Where Fen goes, murder follows. In this case, the unfortunate D.I. Bussy dies. Bussy was there, officially unofficially, to investigate the suicide of a Mrs Lambert. He and Fen are old acquaintences, and he tells Fen his suspicions. Sadly, while on a mysterious midnight errand, he gets stabbed, and it's up to Fen, with the help of Inspector Humbleby (whose first appearance this is) and Superintendent Wolfe, to find the villain.
Along the way, Fen meets the sort of characters only he could attract: the non-doing pig, Mr Judd, the statuesque Jacqueline, the lunatic Elphinstone, the Rector and his poltergeist, Mr Beaver, Harry and Olive (the mollockers), and Dr Boysenberry.
The case itself presents little challenge to Fen, but the atmosphere is superb.

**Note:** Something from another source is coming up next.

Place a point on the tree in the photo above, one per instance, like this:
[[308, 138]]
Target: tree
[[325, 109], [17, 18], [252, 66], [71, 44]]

This is a tale to be read in the sun in the garden, with a pitcher of good beer.
The chase scene, which sees the killer come to grief at the hands of the lunatic, is another Fen special.
Sadly, the non-doing pig does not survive the tale, but ends up flattened and dead, rather than fattened and red.
Incidentally, Fen won the election but was disqualified, to his relief, on a technicality.